Sage grouse represent a particular concern given their already imperiled status across much of their range. Donnelly frames the challenge in terms that capture both the cyclical nature of bird populations and the concerning long-term trend.
"I think of sage grouse populations as a pogo stick that goes up and down with weather," he said. "But we're going down an escalator instead of staying on flat ground."
It's a vivid way of describing the underlying problem: sage grouse populations have always fluctuated with weather, but the baseline is declining, which means each bad year is starting from a lower point than the last. A single rough year in an otherwise healthy long-term trend is something populations can absorb. A rough year in the context of a long downward drift is a more serious problem.
Wildfire compounds the issue in sagebrush ecosystems specifically. Fire in sage country often facilitates the spread of invasive cheatgrass, which outcompetes native plants that grouse depend on and can fundamentally alter the structure of habitat at a landscape scale.
Finding Birds in a Dry Year
The advice from Donnelly for fall bird hunters centers on being strategic about where to go rather than assuming the entire West is in equally bad shape.

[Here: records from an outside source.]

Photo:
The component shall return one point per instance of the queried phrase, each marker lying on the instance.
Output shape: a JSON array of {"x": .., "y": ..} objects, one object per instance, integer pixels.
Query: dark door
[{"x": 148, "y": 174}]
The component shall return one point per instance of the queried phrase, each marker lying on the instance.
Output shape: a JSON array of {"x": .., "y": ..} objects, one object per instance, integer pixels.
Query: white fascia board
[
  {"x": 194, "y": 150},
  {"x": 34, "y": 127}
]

"You want to find a place that's less impacted by some of the drought conditions covering the entire region," he said. "For upland hunters, I'd particularly look at parts of the Great Plains that get precipitation as rainfall and aren't dependent on snowpack levels."

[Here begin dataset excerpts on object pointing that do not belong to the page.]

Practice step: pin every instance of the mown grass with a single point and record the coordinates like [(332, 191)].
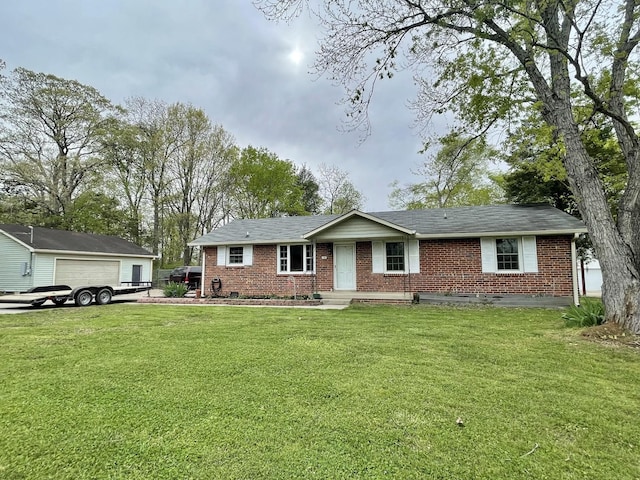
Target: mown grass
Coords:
[(161, 392)]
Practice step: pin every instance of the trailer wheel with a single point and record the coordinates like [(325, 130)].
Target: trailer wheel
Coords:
[(103, 296), (83, 298), (59, 301)]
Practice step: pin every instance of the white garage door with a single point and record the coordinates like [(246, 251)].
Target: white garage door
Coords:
[(76, 273)]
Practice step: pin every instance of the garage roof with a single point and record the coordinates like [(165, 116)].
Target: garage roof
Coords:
[(47, 239), (458, 222)]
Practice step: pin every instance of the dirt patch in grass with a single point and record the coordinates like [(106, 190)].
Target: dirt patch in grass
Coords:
[(612, 334)]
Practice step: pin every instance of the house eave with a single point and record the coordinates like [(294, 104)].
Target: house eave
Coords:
[(511, 233), (245, 241), (91, 254), (17, 240)]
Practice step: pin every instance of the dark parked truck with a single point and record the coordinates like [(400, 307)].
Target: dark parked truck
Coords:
[(81, 296), (189, 275)]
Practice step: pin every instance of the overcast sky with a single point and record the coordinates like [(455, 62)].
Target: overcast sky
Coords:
[(224, 57)]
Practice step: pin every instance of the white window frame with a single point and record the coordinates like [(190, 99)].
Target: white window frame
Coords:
[(527, 255), (309, 253), (411, 256), (224, 255)]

That's an important distinction. Much of the western drought is a snowpack story, not simply a rainfall story. Areas of the Plains that receive their precipitation in the form of rain during the growing season may have had perfectly adequate moisture for birds and habitat even if they're within the broader geographic area affected by western drought. Researching precipitation patterns for specific areas before committing to a destination could pay off significantly.
For waterfowl hunters, the calculus involves tracking where birds actually go when they're displaced from drying wetlands — which can sometimes concentrate them in remaining good habitat in ways that create surprising hunting opportunities.
The Bigger Picture for Western Hunters and Anglers
What this year represents is both an immediate management challenge and a preview of conditions that could become more common over time. The experts speaking to these issues aren't just describing a single bad winter — they're describing systems under increasing stress, where each difficult year compounds the effects of previous ones.
For hunters and anglers planning western trips this year, the practical advice is consistent: do your homework before you go, lean on local knowledge heavily, and be flexible enough to adjust plans based on current conditions rather than assuming last year's spots will fish or hunt the same way.
Some opportunities will be better than expected. Big game hunters may find more tags available and better draw odds if managers decide to increase harvest in response to drought conditions. Parts of the West that aren't snowpack-dependent could produce excellent upland bird hunting. Tailwater trout fisheries and high alpine lakes may hold fish in fishable conditions well into summer.
Other parts of the picture are genuinely concerning and will take years to sort out. Anadromous fish populations that have a rough spawning year in 2025 won't show that impact in the fishery for several years. Sage grouse populations that decline sharply this summer won't recover overnight even if next year's conditions are excellent.
The West has been through dry years before. Wildlife populations are resilient, managers have tools to respond, and a strong monsoon season or a return to normal snowpack next year could change the trajectory significantly. What the current moment calls for isn't panic, but it does call for paying attention — to the data, to the experts, and to the conditions on the ground when the seasons open this fall.